Die weiteren Rollen waren auf zwei Sängerinnen und fünf Sänger aufgeteilt, die alle mehrere Rollen zu singen hatten. Die Schweizer Sopranistin Julie Martin du Theil spielte Fräulein Bürstner, die Nachbarin von Josef K., ebenso wie Leni, das Hausmädchen vom Advokaten Huld, den K. engagiert hat, mit reizvoller erotischer Ausstrahlung.
Zwei Rollen verkörperte auch die Mezzosopranistin Sylvia Rena Ziegler: sie gab sowohl die
Zimmerwirtin Grubach wie auch die Frau des Gerichtsdieners, beide sehr ausdrucksstark. Der amerikanische Tenor Michael J. Scott hatte drei Rollen übernommen, einen Studenten, einen Prügler und den Maler Titorelli, den er mit köstlichem Humor ausstattete. Als kafkaeske Karikatur zeichnete der Tenor Markus Liske den Kaufmann Block, der in seiner Hilflosigkeit nicht weniger als sechs Anwälte engagiert hat. Eine schauspielerisch eindrucksvolle Leistung. Einer seiner Advokaten war Huld, der vom Bariton Roland Fenes als kranker Mann im Bett gespielt wurde.

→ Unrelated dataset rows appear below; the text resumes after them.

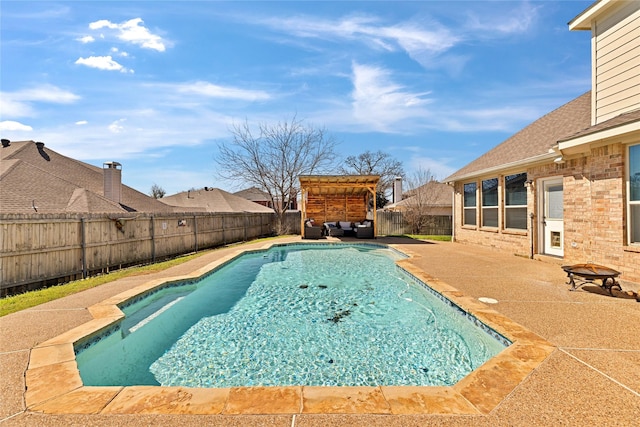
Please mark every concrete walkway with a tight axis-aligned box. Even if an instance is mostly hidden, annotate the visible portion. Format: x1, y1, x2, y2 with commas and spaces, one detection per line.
1, 236, 639, 426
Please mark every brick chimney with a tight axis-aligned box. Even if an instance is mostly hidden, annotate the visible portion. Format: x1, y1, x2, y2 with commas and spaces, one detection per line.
393, 176, 403, 204
103, 162, 122, 203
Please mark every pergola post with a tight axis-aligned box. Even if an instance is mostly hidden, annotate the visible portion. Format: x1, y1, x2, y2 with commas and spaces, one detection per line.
300, 188, 307, 236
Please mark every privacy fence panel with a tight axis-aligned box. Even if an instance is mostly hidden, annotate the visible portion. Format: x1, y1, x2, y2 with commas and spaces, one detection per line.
283, 211, 302, 235
0, 212, 275, 296
376, 211, 409, 235
376, 211, 452, 236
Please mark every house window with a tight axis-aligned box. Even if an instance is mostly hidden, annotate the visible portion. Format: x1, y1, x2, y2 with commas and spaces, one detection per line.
482, 178, 498, 227
629, 144, 640, 244
504, 173, 527, 230
463, 182, 477, 226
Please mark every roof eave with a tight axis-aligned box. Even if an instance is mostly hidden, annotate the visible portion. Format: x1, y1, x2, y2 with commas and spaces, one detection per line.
558, 120, 640, 151
569, 0, 617, 31
445, 152, 559, 184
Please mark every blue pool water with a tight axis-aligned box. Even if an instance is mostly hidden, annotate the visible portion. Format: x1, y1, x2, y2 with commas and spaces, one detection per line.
75, 243, 508, 387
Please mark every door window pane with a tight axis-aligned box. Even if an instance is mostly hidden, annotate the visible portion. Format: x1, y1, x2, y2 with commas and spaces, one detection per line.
547, 185, 563, 219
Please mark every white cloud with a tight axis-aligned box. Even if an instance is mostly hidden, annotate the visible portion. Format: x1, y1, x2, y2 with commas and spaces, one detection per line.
108, 118, 126, 133
88, 18, 168, 52
350, 63, 431, 131
0, 97, 35, 118
75, 55, 132, 73
9, 85, 80, 103
77, 35, 95, 43
408, 155, 456, 181
0, 121, 33, 131
465, 3, 540, 36
0, 85, 80, 119
110, 47, 129, 57
75, 120, 88, 125
172, 81, 271, 101
258, 14, 460, 70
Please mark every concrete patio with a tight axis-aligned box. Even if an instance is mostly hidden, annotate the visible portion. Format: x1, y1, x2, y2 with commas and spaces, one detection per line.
1, 236, 639, 426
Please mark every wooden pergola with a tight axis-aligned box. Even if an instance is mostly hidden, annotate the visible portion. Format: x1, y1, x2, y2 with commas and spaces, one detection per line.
299, 175, 380, 237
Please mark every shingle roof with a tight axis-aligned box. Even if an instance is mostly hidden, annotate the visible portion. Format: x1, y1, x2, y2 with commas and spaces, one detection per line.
558, 107, 640, 142
386, 181, 453, 209
233, 187, 271, 202
159, 188, 275, 213
0, 140, 177, 214
445, 92, 592, 182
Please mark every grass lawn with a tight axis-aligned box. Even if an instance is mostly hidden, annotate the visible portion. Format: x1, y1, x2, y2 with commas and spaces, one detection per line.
0, 252, 208, 317
0, 236, 291, 317
405, 234, 452, 242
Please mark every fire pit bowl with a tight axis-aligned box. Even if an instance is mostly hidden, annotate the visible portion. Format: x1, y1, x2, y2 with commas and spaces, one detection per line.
562, 263, 621, 295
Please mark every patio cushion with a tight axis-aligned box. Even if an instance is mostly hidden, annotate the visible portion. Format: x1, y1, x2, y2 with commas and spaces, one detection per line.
339, 221, 353, 230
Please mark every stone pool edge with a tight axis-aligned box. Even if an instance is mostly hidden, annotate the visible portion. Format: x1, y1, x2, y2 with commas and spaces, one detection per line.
23, 241, 556, 416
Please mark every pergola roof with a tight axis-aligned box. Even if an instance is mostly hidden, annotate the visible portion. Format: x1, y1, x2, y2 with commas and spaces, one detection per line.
298, 175, 380, 196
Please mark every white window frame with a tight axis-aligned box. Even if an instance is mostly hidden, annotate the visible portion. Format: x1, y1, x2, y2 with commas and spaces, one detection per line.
463, 182, 477, 226
481, 177, 499, 228
504, 173, 528, 230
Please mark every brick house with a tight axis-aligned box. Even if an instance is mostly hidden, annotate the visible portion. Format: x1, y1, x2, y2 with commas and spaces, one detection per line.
234, 187, 298, 211
445, 0, 640, 283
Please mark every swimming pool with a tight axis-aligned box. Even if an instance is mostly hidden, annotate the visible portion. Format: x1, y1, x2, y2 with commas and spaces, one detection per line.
75, 243, 508, 388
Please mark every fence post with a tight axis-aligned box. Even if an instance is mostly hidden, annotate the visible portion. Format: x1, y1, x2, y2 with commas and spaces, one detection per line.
150, 215, 156, 263
194, 215, 198, 252
81, 217, 87, 279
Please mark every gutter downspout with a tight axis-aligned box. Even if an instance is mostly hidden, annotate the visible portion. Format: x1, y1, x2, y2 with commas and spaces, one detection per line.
529, 212, 535, 259
450, 185, 455, 242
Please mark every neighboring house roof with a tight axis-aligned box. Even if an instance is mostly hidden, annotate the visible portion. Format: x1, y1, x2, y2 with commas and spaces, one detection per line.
159, 187, 274, 213
233, 187, 272, 203
386, 181, 453, 209
445, 92, 592, 182
0, 140, 176, 214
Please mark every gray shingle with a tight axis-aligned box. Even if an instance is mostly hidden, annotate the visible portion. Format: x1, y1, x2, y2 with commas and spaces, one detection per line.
160, 188, 274, 213
446, 92, 592, 181
0, 140, 177, 214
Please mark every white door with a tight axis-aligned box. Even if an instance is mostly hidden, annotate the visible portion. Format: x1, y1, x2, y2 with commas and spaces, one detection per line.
542, 179, 564, 257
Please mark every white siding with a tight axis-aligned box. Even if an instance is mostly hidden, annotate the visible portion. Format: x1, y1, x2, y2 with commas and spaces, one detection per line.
593, 2, 640, 124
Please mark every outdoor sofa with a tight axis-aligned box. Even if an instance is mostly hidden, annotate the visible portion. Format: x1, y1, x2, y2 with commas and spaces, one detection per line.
303, 219, 324, 239
355, 220, 374, 238
323, 222, 345, 237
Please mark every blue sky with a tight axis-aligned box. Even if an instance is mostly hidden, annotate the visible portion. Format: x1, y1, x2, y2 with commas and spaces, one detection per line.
1, 1, 594, 195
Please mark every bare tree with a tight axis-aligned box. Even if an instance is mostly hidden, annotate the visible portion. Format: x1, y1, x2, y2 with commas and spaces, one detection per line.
149, 183, 166, 199
338, 150, 404, 208
216, 116, 338, 234
402, 169, 450, 235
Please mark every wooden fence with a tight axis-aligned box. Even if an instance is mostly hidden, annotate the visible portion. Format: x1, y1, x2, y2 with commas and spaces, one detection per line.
0, 212, 276, 296
376, 211, 452, 236
0, 210, 450, 296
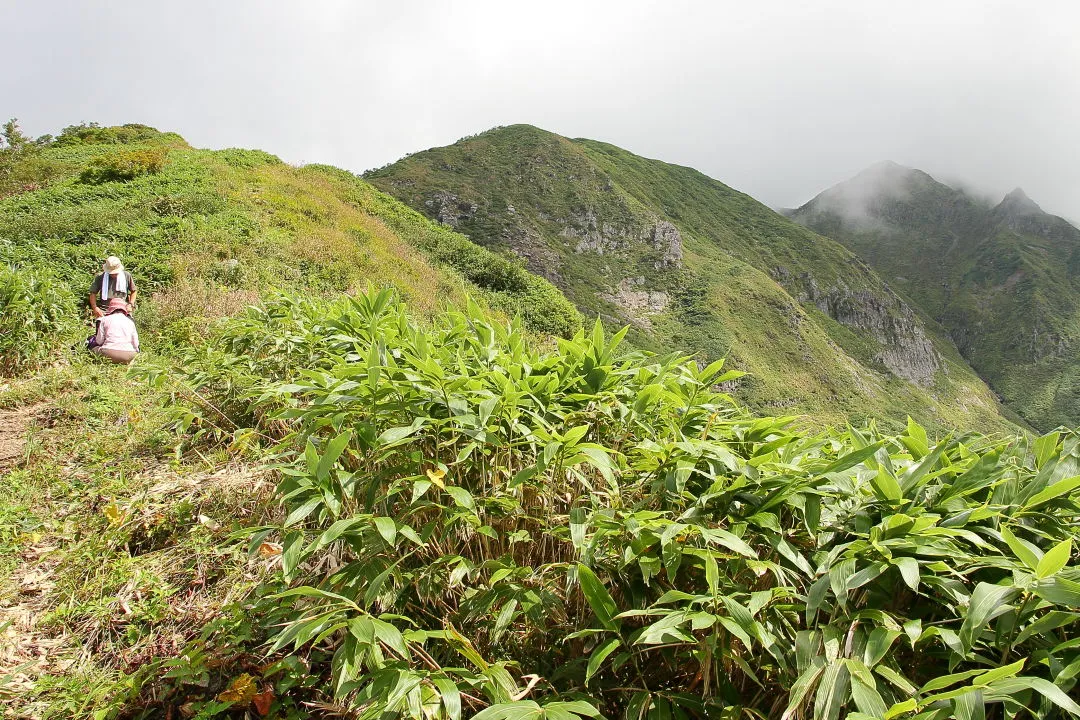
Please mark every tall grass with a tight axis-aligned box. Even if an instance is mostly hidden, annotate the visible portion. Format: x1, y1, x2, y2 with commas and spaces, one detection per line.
158, 290, 1080, 719
0, 264, 79, 375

Neben Josef K. hatte die Kammeroper noch zwei Hauptrollen, nämlich die beiden Wächter, die ihn zu Beginn an seinem 30. Geburtstag verhafteten und ihn am Schluss am Vorabend seines 31. Geburtstags neuerlich abführten. Sie wurden vom kanadischen Bass Paul Sketris, der zusätzlich den Onkel von K. eindrucksvoll verkörperte, und vom deutschen Bariton Thomas Florio dargestellt, der auch den Gefängniskaplan mimte. Diese Begegnung im Dom zählte zu den besonders skurrilen Szenen der Oper, da der Kaplan Josef K. eröffnet, dass es um seinen Prozess schlecht stehe und K. erkennen muss, dass sein Prozess überhaupt nicht der Wahrheitsfindung dienen soll.

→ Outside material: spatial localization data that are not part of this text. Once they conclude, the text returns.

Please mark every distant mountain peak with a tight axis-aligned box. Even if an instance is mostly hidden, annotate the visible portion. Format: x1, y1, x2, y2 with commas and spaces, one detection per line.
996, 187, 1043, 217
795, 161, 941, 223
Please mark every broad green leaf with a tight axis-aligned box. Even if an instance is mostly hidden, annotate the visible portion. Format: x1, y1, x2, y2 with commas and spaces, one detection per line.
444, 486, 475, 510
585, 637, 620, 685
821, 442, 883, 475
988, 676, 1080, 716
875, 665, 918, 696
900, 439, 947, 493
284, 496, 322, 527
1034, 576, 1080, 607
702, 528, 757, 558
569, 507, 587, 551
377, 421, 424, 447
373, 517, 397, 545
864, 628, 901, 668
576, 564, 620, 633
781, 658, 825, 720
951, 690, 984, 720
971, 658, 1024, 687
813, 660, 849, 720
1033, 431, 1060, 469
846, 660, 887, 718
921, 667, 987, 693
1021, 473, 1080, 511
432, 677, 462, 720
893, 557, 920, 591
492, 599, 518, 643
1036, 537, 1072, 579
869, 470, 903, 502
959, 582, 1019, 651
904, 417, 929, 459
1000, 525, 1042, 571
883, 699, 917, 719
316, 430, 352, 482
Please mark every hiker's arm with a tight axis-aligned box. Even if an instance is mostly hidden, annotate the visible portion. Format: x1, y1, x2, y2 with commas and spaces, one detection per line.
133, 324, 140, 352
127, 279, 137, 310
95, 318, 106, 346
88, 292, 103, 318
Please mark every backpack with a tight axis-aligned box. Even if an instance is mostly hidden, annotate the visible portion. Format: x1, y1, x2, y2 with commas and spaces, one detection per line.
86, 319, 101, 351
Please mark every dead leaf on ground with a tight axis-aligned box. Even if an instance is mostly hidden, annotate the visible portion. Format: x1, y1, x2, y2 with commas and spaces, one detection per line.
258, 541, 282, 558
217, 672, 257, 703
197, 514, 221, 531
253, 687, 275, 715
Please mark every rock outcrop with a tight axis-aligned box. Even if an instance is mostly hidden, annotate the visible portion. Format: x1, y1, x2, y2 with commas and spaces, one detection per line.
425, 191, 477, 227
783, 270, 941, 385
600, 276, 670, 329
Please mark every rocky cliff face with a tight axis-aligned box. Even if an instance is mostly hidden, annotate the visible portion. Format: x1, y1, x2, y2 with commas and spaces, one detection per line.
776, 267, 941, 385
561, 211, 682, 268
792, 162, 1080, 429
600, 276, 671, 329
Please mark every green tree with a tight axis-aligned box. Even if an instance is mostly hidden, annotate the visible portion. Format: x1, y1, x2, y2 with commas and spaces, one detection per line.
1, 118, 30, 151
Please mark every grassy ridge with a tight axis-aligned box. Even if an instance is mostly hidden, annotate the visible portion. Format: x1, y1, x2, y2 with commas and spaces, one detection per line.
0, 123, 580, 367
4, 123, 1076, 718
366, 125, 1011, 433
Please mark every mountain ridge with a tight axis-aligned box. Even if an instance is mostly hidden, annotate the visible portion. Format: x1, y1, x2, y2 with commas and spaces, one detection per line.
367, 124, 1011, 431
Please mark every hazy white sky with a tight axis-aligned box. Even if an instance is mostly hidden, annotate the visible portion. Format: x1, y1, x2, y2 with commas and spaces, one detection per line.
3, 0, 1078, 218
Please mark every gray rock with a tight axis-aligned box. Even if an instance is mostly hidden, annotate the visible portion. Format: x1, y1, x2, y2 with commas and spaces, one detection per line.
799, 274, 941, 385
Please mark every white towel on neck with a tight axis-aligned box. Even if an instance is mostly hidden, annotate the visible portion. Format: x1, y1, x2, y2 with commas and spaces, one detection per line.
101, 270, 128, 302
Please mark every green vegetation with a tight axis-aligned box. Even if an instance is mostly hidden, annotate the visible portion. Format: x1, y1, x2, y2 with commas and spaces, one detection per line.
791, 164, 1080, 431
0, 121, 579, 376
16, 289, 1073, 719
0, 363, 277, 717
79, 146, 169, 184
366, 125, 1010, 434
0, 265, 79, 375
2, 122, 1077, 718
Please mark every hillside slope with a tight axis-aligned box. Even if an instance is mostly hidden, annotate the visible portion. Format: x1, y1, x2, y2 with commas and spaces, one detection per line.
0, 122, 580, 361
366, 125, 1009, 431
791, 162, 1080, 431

Philip Glass (1937 in Baltimore geboren) wird zu den führenden Vertretern der Minimal Music gezählt, die durch die repetitive Reihung von Klängen mit nur minimalen Änderungen in Tonfolge und Rhythmus einen starken meditativen, mitunter fast hypnotischen Effekt erreicht. Im informativ gestalteten Programmheft schreibt Fabian R. Lovisa in seinem Beitrag über den Komponisten: „Glass behauptet von sich, kein reiner Minimalist zu sein. Vielmehr nimmt er für sich und seine (Opern-)Werke in Anspruch, durch die Kombination künstlerischer Ausdrucksformen ein Ende des Minimalismus und den Neubeginn einer musikalischen Kunstrichtung erreicht zu haben.“
In seiner Kammeroper Der Prozess hört man, dass Philip Glass dramatischere Tonfolgen mit härteren Rhythmen komponierte, wodurch allerdings der hypnotische Effekt zu leiden schien. Unter der Leitung von Hermann Dukek gelang es der Magdeburgischen Philharmonie dennoch, dem Publikum die faszinierende Sogwirkung der Partitur zu vermitteln.
Das Publikum belohnte alle Mitwirkenden mit starkem Beifall und den Hauptdarsteller Johnny Herford mit Bravorufen.